В аристократическом клубе лакей подает одному из заправил рюмку портвейна. Отличный портвейн.
– Сколько у нас бутылок этого портвейна? – спрашивает джентльмен.
– Четыреста, сэр.
– Четыреста?! Винная комиссия сошла с ума! Мы не успеем выпить четыреста бутылок за четыре месяца!
И именно нелепость гнева клубного заправилы, который сокрушается, что вино не будет до конца распито, хотя через четыре месяца и вино, и деньги, и клуб, и все его члены полетят к черту, – именно эта нелогичность более всего убедительна.
Подводная лодка отправляется в разведывательный рейс: посмотреть, не осталось ли в мире хоть что-нибудь живое. Она всплывает в гавани Сан-Франциско. Командир первым подходит к перископу, с треском откидывает ручки – и перед нами проходят панорамы абсолютно мертвого, беззвучного города.
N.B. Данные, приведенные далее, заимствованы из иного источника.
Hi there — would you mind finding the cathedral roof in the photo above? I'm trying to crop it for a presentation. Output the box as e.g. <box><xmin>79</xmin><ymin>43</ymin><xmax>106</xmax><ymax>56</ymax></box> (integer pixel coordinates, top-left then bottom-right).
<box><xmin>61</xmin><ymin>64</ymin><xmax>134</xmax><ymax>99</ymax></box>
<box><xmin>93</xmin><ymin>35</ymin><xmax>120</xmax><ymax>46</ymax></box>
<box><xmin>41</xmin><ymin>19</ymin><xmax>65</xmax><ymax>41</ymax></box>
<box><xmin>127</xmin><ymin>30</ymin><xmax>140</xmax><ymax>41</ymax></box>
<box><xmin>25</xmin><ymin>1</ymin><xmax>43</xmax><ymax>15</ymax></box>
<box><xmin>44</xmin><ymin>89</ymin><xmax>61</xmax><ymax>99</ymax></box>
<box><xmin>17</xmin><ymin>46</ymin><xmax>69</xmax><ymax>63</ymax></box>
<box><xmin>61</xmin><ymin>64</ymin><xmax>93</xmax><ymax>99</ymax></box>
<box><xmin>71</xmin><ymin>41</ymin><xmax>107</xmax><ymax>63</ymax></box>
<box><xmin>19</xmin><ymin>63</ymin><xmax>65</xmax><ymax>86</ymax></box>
Никаких следов разрушений, но и ничего живого. Пустота.
Командир с треском складывает ручки перископа. Их откидывает старший офицер, глядит в визир. Снова напряженное ожидание – и снова сухой треск сложенных ручек. Подходит третий. Четвертый. Пятый. Шестой. Седьмой… Однообразный металлический треск сложенных ручек – и ни слова. Это убеждает в том, что мир мертв, сильнее, чем могли бы убедить десятки кадров грандиозных разрушений, чем целые горы трупов. Кстати, в картине о гибели мира нет ни одного мертвеца!
Сбежал с подводной лодки матрос, житель Сан-Франциско. Наутро его находят: он сидит в утлой лодчонке и ловит рыбу, босой и счастливый. Из воды, рядом с лодкой, вырастают чудовищные рога перископа.
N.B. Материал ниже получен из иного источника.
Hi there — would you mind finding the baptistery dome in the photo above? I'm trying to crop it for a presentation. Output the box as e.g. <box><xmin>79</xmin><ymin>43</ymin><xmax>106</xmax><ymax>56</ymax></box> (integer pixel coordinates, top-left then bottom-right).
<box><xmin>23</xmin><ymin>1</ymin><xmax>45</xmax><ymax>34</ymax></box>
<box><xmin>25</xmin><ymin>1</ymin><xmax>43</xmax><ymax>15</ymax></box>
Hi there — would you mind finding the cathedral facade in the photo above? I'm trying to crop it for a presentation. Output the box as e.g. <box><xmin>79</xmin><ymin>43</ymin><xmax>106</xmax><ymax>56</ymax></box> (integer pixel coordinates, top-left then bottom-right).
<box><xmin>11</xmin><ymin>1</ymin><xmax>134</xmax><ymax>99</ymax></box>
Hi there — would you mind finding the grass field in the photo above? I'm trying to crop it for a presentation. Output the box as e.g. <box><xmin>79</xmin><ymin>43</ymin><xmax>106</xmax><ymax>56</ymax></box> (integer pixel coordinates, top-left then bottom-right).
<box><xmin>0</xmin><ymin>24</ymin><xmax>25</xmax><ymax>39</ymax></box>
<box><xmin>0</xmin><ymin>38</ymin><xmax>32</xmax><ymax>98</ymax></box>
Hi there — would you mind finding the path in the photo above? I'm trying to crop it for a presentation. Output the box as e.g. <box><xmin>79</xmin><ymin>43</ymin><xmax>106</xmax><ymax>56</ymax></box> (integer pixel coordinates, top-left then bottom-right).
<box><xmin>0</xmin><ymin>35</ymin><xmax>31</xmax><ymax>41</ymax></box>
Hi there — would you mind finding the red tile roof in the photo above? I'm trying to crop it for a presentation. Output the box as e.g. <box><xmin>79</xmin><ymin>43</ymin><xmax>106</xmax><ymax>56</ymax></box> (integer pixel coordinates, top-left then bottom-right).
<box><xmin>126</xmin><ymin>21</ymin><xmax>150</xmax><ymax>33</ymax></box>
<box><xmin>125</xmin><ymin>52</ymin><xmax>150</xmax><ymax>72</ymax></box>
– Как вы себя чувствуете? – спрашивает откуда-то из глубины залива металлический голос командира, и тусклые глаза перископа поворачиваются к матросу.
– Отлично, сэр.
– Вы что-нибудь ели на берегу?
– Съел порошок и выпил морской воды, сэр!
(Короткое молчание: матрос пил радиоактивную воду, – значит, он не только обречен, но его уже нельзя взять обратно в лодку: он заразит других.)
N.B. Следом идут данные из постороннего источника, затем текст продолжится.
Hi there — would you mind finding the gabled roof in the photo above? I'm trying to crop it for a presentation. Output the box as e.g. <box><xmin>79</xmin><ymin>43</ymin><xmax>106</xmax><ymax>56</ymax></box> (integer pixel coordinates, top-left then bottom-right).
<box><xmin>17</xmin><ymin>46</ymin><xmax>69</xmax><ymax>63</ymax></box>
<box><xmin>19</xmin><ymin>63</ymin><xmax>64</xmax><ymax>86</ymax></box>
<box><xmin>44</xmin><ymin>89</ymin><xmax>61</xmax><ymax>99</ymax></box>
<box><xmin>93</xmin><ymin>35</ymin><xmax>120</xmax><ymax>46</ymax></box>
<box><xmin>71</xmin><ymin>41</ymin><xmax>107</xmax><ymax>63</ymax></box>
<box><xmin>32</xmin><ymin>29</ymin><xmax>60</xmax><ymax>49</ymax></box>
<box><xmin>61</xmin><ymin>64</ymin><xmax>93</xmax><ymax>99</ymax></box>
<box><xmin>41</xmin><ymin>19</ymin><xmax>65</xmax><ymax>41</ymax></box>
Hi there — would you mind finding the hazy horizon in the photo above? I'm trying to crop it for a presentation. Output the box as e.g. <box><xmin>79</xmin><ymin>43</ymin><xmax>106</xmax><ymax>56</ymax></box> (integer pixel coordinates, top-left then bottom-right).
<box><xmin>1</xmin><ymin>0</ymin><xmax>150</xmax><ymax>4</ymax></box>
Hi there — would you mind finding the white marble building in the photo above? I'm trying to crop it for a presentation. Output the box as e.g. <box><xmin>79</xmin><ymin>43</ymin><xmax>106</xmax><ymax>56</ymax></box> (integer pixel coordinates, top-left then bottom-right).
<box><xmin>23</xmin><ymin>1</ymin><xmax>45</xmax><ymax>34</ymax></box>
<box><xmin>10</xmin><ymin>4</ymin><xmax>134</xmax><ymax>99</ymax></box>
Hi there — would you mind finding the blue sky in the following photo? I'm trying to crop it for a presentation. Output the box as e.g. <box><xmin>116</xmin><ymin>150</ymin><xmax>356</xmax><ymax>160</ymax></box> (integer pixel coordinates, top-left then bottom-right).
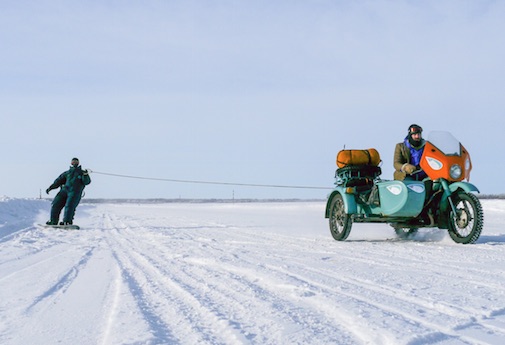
<box><xmin>1</xmin><ymin>0</ymin><xmax>504</xmax><ymax>199</ymax></box>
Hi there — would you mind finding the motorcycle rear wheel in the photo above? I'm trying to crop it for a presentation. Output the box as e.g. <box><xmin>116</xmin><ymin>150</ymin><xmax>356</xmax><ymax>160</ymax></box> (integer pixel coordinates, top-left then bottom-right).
<box><xmin>447</xmin><ymin>192</ymin><xmax>483</xmax><ymax>244</ymax></box>
<box><xmin>329</xmin><ymin>193</ymin><xmax>352</xmax><ymax>241</ymax></box>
– Не нужна ли вам помощь? (Имеется в виду яд для самоубийства.)
– В городе двести аптек, сэр…
Здесь нет аффектации, это точно, и это – кинематограф, которому веришь.
Один из лучших кусков картины – эпизод автогонок. Это уже после возвращения подводной лодки. Мы видели немало зверских автомобильных гонок в кино. Но здесь есть одна особенность: гонки абсолютно бессмысленны. Звание чемпиона Австралии никому не нужно. Все равно через две недели всему конец. И все-таки люди мчатся в немыслимом темпе, автомобили вылетают с трека, кувыркаются, разбиваются вдребезги, как яичная скорлупа, сталкиваются, взрываются – и несутся, несутся, несутся с чудовищной, самоубийственной скоростью.
Эпизод символичен: гонки, в которых только один финал – смерть.